Abril del 1972. Voy hacia la Rambla de la mano de mi madre por aquellas escaleras que suben desde la estación. Hace dos días que hemos llegado a Cataluña. A medida que voy ganando altura escalón a escalón, aparece el mar, un bien escaso para alguien que no ha nacido en una ciudad con gaviotas. Llegamos al balcón y mi madre, Carmen, es da la vuelta hacia la Rambla y me dice: «Mira, Moisés, esto es Tarragona». Los ojos de un niño ven aquella calle larga y ancha como la quinta avenida de Nueva York. Las tiendas, el cine, las terrazas, los taxis, los turistas… Vida. Vida ciudadana.
Entramos en una flamante tienda de ropa de niños del Jofre, en la esquina de Comte de Rius. Ya hace medio siglo que salí de allí con unos pantalones cortos de pana beige.
Pocos años después venía en autoestop des de Reus a la calle Ibiza para encontrarme con un amigo con quien cruzábamos de nuevo la Rambla para subir des de La Geganta al Poetas, l’Havana o la Cova. Después vinieron las noches del Cucudrulu y el Puerto Deportivo, aquella frenética Tarragona rica en vida nocturna que enamoraba a Gerhard.
Os soy sincero, me quedo triste cuando veo «aquello» del Milagro, la muerte nocturna del Puerto Deportivo, las persianas de las tiendas bajadas y la poca gracia de la Rambla Nova de noche. La temporada pasada iba cada sábado por la noche al teatro.

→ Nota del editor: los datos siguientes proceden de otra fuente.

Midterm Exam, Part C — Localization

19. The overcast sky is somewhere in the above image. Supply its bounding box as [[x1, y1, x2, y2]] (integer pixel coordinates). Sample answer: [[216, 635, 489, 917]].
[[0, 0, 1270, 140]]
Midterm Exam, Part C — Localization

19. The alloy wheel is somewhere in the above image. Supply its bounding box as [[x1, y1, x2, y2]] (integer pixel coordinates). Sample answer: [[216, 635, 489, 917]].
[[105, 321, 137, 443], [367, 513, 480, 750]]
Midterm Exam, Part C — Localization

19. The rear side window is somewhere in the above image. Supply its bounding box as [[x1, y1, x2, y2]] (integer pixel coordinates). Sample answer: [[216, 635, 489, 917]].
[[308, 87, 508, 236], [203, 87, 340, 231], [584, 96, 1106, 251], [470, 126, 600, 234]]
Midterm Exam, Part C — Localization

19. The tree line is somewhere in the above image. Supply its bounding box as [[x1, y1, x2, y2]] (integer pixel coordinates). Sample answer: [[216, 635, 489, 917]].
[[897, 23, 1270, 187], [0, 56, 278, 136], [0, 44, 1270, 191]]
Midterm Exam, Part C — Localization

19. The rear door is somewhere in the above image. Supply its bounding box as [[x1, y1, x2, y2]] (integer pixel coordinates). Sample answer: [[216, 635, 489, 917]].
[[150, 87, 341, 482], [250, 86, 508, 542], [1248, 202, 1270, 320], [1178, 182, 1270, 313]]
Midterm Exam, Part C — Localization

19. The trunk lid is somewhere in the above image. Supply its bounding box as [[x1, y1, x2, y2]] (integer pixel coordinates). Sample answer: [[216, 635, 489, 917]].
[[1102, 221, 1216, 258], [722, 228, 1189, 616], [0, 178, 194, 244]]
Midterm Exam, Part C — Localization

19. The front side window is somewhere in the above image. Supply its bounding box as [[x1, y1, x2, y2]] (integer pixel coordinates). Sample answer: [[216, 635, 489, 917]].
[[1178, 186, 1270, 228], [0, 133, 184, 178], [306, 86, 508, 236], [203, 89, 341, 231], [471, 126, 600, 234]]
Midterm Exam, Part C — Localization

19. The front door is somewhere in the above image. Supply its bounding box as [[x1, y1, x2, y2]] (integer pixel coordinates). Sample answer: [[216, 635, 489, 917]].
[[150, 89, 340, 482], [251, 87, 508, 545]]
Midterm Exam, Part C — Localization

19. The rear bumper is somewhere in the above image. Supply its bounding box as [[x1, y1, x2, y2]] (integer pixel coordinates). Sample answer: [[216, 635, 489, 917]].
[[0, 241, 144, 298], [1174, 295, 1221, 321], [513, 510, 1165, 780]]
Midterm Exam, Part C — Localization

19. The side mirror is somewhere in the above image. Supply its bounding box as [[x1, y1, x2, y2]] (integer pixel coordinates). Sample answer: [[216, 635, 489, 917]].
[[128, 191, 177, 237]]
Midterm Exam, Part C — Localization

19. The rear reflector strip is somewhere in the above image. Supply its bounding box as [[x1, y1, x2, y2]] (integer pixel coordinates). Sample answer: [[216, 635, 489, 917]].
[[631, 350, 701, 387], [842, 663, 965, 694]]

Carmen murió el año pasado y, quizás por eso, al salir, me transformaba en un niño y oía su voz: «Y esto es Tarragona». Ahora, cuando cruzo la Rambla semidesierta, me paro en medio, delante del Tous, con mis pantalones de pana beige -ahora largos-, vuelvo a oírla, pero esta vez con interrogantes: «¿Y esto es Tarragona?».